Greentea wrote:
sinsboldly wrote:
if you question or make them uncomfortable they lable you Borderline Personality Disorder
Yes, that happened to me.
Me four, including Callista in the lineup.
Then later, another psychiatrist added Narcissistic PD traits to my dx because I had the nerve to take an interest in what manner of therapy would be most beneficial to me. Specifically my declaration that the group therapy the mental health center had me in for borderlines wasn't addressing my issues - that what I really needed was individual therapy targeted at improving my self-esteem rather than learning how to play well with others. His reaction was to write in my file that I "presented with a strong sense of entitlement..." (I got my file because I moved to another state and requested it for my records. Fascinating and maddening reading)
Well, let's see. The mental health center was presented, advertised, marketed as a "service to the community." It was a subsidiary of the state mental health system. As a citizen of that state, I was certainly entitled to care.

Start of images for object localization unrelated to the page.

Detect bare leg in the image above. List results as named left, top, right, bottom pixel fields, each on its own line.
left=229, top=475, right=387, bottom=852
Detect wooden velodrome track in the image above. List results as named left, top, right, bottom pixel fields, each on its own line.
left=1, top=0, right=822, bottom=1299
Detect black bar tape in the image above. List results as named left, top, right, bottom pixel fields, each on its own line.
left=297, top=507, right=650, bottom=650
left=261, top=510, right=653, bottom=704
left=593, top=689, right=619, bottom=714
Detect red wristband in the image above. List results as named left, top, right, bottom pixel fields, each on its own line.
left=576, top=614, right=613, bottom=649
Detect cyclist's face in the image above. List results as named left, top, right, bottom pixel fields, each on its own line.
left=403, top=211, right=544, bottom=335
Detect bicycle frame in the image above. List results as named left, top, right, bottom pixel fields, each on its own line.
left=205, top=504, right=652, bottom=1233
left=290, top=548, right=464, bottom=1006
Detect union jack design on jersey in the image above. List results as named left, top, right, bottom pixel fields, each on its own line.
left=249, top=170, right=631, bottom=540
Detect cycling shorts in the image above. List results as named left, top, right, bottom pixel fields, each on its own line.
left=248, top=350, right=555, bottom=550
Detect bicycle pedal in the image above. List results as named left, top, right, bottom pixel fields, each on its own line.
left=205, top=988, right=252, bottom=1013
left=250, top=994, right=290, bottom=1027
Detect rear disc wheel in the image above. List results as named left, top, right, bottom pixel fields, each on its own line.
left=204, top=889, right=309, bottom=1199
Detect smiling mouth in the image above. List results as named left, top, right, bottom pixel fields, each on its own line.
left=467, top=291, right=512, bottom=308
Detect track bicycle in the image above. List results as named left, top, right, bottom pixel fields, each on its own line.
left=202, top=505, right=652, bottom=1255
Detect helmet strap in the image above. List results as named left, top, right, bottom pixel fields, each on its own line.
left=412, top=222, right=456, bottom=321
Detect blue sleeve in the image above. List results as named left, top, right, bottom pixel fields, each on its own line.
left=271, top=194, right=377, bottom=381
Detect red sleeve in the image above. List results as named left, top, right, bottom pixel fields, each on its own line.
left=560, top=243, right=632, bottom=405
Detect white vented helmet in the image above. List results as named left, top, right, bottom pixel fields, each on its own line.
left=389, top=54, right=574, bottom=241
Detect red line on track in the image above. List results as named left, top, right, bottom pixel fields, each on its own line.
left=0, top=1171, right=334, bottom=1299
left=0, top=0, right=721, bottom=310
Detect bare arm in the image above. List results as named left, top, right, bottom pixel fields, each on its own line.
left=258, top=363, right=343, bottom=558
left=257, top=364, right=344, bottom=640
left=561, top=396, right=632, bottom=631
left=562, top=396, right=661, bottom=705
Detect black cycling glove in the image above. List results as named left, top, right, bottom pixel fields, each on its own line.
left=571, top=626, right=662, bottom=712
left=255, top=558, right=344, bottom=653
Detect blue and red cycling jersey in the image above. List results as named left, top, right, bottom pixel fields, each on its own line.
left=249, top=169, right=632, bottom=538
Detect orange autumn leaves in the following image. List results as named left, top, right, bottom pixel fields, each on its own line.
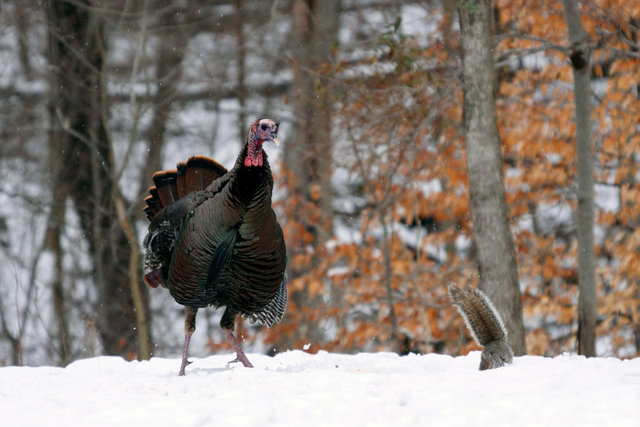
left=253, top=1, right=639, bottom=358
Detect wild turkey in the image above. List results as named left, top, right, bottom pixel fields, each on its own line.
left=142, top=118, right=287, bottom=375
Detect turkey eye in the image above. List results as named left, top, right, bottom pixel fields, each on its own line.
left=261, top=124, right=268, bottom=131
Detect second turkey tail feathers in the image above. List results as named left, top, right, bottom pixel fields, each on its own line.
left=448, top=283, right=514, bottom=370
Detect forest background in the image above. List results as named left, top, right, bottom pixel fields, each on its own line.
left=0, top=0, right=638, bottom=367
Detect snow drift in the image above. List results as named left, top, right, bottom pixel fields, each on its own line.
left=1, top=351, right=638, bottom=426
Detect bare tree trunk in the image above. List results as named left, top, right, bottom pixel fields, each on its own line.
left=381, top=218, right=400, bottom=353
left=99, top=19, right=153, bottom=360
left=113, top=190, right=151, bottom=359
left=287, top=0, right=314, bottom=194
left=561, top=0, right=597, bottom=357
left=0, top=291, right=22, bottom=365
left=278, top=0, right=340, bottom=349
left=45, top=75, right=72, bottom=365
left=139, top=6, right=186, bottom=201
left=46, top=0, right=140, bottom=358
left=46, top=179, right=72, bottom=365
left=50, top=214, right=71, bottom=365
left=14, top=1, right=33, bottom=80
left=287, top=0, right=339, bottom=224
left=459, top=0, right=526, bottom=355
left=235, top=0, right=247, bottom=140
left=308, top=0, right=339, bottom=225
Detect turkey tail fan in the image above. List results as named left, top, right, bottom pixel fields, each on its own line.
left=176, top=161, right=188, bottom=197
left=143, top=187, right=162, bottom=221
left=143, top=195, right=157, bottom=220
left=149, top=186, right=160, bottom=204
left=153, top=169, right=180, bottom=207
left=143, top=156, right=228, bottom=222
left=143, top=204, right=153, bottom=221
left=184, top=155, right=227, bottom=194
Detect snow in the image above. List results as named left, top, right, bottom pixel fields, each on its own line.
left=595, top=183, right=620, bottom=212
left=1, top=351, right=638, bottom=426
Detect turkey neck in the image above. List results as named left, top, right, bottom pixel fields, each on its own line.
left=231, top=145, right=274, bottom=207
left=244, top=129, right=266, bottom=167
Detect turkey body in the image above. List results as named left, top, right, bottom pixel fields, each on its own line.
left=143, top=119, right=286, bottom=374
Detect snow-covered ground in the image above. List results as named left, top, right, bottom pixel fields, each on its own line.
left=1, top=351, right=638, bottom=426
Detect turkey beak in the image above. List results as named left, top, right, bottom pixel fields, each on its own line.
left=271, top=137, right=280, bottom=147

And where is it written that 'the patient' should have no say in their own treatment?
I knocked heads again with that same shrink about what he meant by my drug
misuse. "Ah. So if it's misuse, then there is a use, eh doc?" He scribbled something in his pad and then tried to correct himself, saying that any use was misuse and that in fact I had a substance abuse problem. I tried to point out to him that my average useage of an ounce of cannabis over a period of 2 years hardly constituted dependency. Still, because of my honesty about that and about having gone a bit wild with my beer consumption the first year I was of legal drinking age, I got "poly-substance dependency" added to my file, even though at the time of seeing him my alcohol consumption averaged a couple of glasses of wine per week.
Honesty is not the best policy with the mental health establishment. But in some things I guess I'm a slow learner because the next time I sought services some 10 years later for panic attacks, what I wanted was something I could take as needed. In a rational world, the fact that I know what works for me and what doesn't (most of it didn't) due to decades of being used as a pharmaceutical lab rat by mental health services should not be taken as an indication that I'm a junkie hunting for my next fix. However, on demonstrating my extensive knowledge of psychiatric meds (I'm an expert on everything they've given me), it was determined I was a risk for abuse and so all they were willing to give me was cymbalta - an absolutely nightmarish drug that i'd have to take daily.
The hell with that. I sorta lost my cool at that point in the interview and wanted to tell them how mistaken they were about my motives and my methods, but the words didn't come. So I just walked out. Haven't been to mental health services for a year now, and wasn't planning to go anywhere near them for the rest of my life, but now that I'm just sure I'm an Autist of some sort or another, I HAVE to know, so on May 19th, once again I venture into the belly of the beast. Though it's an autism dedicated facility, so I might stand a better chance of being properly diagnosed.for once in my life.
I think I'm going to have to address the slanderous garbage in my file about me being a some kind of drug addict, though.